Знаешь, произошел естественный отбор! Ничего не бывает случайно, случайность лишь подтверждает закономерность. Нас познакомил Андрей Мокроусов, но мы могли и не «зацепить» друг друга, и все же нет, – я сразу поняла, что это мой круг, мои люди. Почему так? Ищите и дано будет вам. Нам было интересно – общаться, показывать новые работы, «делиться». Я думаю, нас объединяла любовь к живописи как таковой. Мы все жили живописью и мы жили живописно! Живопись – умерла? А мы?! Но ты права, я несколько в сторону… Во-первых, техника (я не писала маслом и не писала на холсте), что – кажется – сразу облегчает задачу, но позволяет передавать мимолетность жизни: я на секунду останавливаю поток времени. Во-вторых, – серийность: я пока не скажу до конца, не остановлюсь… Ну и вся история искусства переплавилась во мне, на разных этапах нравилось разное, а художники начала ХХ века давали такую свободу!

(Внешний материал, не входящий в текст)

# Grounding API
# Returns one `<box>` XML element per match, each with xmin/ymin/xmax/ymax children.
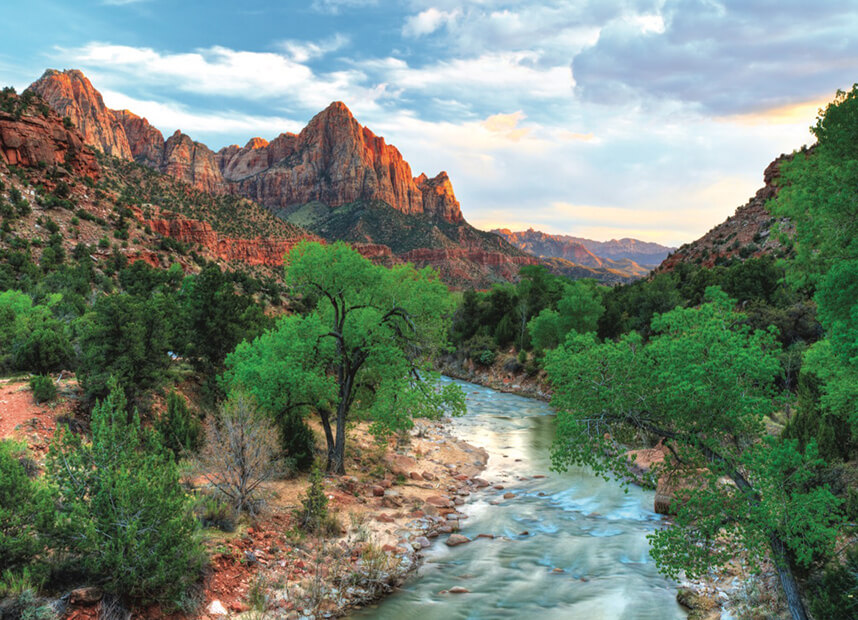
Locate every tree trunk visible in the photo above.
<box><xmin>319</xmin><ymin>409</ymin><xmax>335</xmax><ymax>471</ymax></box>
<box><xmin>769</xmin><ymin>534</ymin><xmax>809</xmax><ymax>620</ymax></box>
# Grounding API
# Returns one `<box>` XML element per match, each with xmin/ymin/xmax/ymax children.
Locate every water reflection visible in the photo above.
<box><xmin>354</xmin><ymin>383</ymin><xmax>686</xmax><ymax>620</ymax></box>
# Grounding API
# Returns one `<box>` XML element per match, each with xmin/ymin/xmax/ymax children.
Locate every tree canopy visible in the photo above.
<box><xmin>224</xmin><ymin>243</ymin><xmax>463</xmax><ymax>473</ymax></box>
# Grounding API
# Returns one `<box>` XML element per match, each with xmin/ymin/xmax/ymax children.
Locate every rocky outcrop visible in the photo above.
<box><xmin>656</xmin><ymin>154</ymin><xmax>796</xmax><ymax>272</ymax></box>
<box><xmin>0</xmin><ymin>112</ymin><xmax>99</xmax><ymax>180</ymax></box>
<box><xmin>114</xmin><ymin>110</ymin><xmax>164</xmax><ymax>169</ymax></box>
<box><xmin>134</xmin><ymin>209</ymin><xmax>319</xmax><ymax>267</ymax></box>
<box><xmin>29</xmin><ymin>69</ymin><xmax>132</xmax><ymax>159</ymax></box>
<box><xmin>161</xmin><ymin>130</ymin><xmax>226</xmax><ymax>194</ymax></box>
<box><xmin>224</xmin><ymin>101</ymin><xmax>462</xmax><ymax>222</ymax></box>
<box><xmin>30</xmin><ymin>69</ymin><xmax>463</xmax><ymax>223</ymax></box>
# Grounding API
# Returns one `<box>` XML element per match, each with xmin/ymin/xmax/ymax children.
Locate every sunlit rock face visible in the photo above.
<box><xmin>30</xmin><ymin>69</ymin><xmax>132</xmax><ymax>159</ymax></box>
<box><xmin>30</xmin><ymin>70</ymin><xmax>462</xmax><ymax>222</ymax></box>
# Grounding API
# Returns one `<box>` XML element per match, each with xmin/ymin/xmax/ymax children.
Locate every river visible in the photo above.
<box><xmin>352</xmin><ymin>381</ymin><xmax>686</xmax><ymax>620</ymax></box>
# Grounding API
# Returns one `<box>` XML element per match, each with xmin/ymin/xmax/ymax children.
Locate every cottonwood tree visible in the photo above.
<box><xmin>224</xmin><ymin>243</ymin><xmax>464</xmax><ymax>474</ymax></box>
<box><xmin>546</xmin><ymin>287</ymin><xmax>840</xmax><ymax>619</ymax></box>
<box><xmin>200</xmin><ymin>392</ymin><xmax>282</xmax><ymax>514</ymax></box>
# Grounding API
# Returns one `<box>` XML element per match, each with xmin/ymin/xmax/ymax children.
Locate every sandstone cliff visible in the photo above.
<box><xmin>656</xmin><ymin>155</ymin><xmax>793</xmax><ymax>271</ymax></box>
<box><xmin>0</xmin><ymin>106</ymin><xmax>99</xmax><ymax>180</ymax></box>
<box><xmin>30</xmin><ymin>69</ymin><xmax>131</xmax><ymax>159</ymax></box>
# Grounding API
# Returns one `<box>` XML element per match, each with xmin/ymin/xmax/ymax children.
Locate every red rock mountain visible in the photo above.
<box><xmin>30</xmin><ymin>69</ymin><xmax>463</xmax><ymax>223</ymax></box>
<box><xmin>656</xmin><ymin>155</ymin><xmax>793</xmax><ymax>271</ymax></box>
<box><xmin>0</xmin><ymin>98</ymin><xmax>99</xmax><ymax>180</ymax></box>
<box><xmin>28</xmin><ymin>70</ymin><xmax>528</xmax><ymax>287</ymax></box>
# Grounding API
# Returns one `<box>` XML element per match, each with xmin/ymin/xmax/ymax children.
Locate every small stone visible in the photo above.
<box><xmin>69</xmin><ymin>586</ymin><xmax>104</xmax><ymax>605</ymax></box>
<box><xmin>445</xmin><ymin>534</ymin><xmax>471</xmax><ymax>547</ymax></box>
<box><xmin>208</xmin><ymin>601</ymin><xmax>229</xmax><ymax>616</ymax></box>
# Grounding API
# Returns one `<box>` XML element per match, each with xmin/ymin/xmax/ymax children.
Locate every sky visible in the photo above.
<box><xmin>0</xmin><ymin>0</ymin><xmax>858</xmax><ymax>245</ymax></box>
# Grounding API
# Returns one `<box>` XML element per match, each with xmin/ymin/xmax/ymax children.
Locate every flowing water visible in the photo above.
<box><xmin>353</xmin><ymin>382</ymin><xmax>686</xmax><ymax>620</ymax></box>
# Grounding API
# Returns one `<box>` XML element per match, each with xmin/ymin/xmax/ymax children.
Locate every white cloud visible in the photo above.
<box><xmin>402</xmin><ymin>7</ymin><xmax>462</xmax><ymax>37</ymax></box>
<box><xmin>101</xmin><ymin>90</ymin><xmax>303</xmax><ymax>140</ymax></box>
<box><xmin>278</xmin><ymin>33</ymin><xmax>349</xmax><ymax>63</ymax></box>
<box><xmin>60</xmin><ymin>41</ymin><xmax>384</xmax><ymax>117</ymax></box>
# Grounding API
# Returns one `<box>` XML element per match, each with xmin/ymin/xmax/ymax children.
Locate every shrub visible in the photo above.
<box><xmin>295</xmin><ymin>466</ymin><xmax>340</xmax><ymax>535</ymax></box>
<box><xmin>277</xmin><ymin>415</ymin><xmax>316</xmax><ymax>471</ymax></box>
<box><xmin>47</xmin><ymin>381</ymin><xmax>204</xmax><ymax>602</ymax></box>
<box><xmin>30</xmin><ymin>375</ymin><xmax>57</xmax><ymax>403</ymax></box>
<box><xmin>155</xmin><ymin>392</ymin><xmax>203</xmax><ymax>457</ymax></box>
<box><xmin>194</xmin><ymin>495</ymin><xmax>236</xmax><ymax>532</ymax></box>
<box><xmin>0</xmin><ymin>441</ymin><xmax>50</xmax><ymax>572</ymax></box>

А этот твой «открытый» праздничный цвет – откуда он? Поначалу казалось, что это такая … переплавленная этника, открытая, детская картина мира. Но потом появились твои городские серии, где все другое, но цвет остался. А для тебя самой что-то изменилось за эти годы?
Цвет был всегда. Мне недавно попались на глаза мои детские натюрморты – там каждый предмет был своего локального цвета… Я радуюсь цвету! В ранних работах он был для меня важнее тона, поэтому работы были, может, слишком декоративными, отсылали к фолку, но я об этом не думала, мне просто нравилась жизнь. Из Киева, иногда очень советского (!) и постепенно исчезающего, я пыталась создать свой миф, как бы говоря: «Ну посмотрите, какой он красивый!», мне хотелось удержать исчезновение. Моя бабушка навсегда влюбила меня в Город, рассказывая о «старых временах». Отсюда и работы-«праздники». Потом был период почти монохромный, но и там цвет играл основную роль, ударами синего, красного… решая всю работу. Сегодня мне важно, чтобы цвет работал со светом, – не разнообразие палитры, а точность, локальность цвета, передающего то, что я хочу. Но любовь к яркому цвету никуда не исчезла.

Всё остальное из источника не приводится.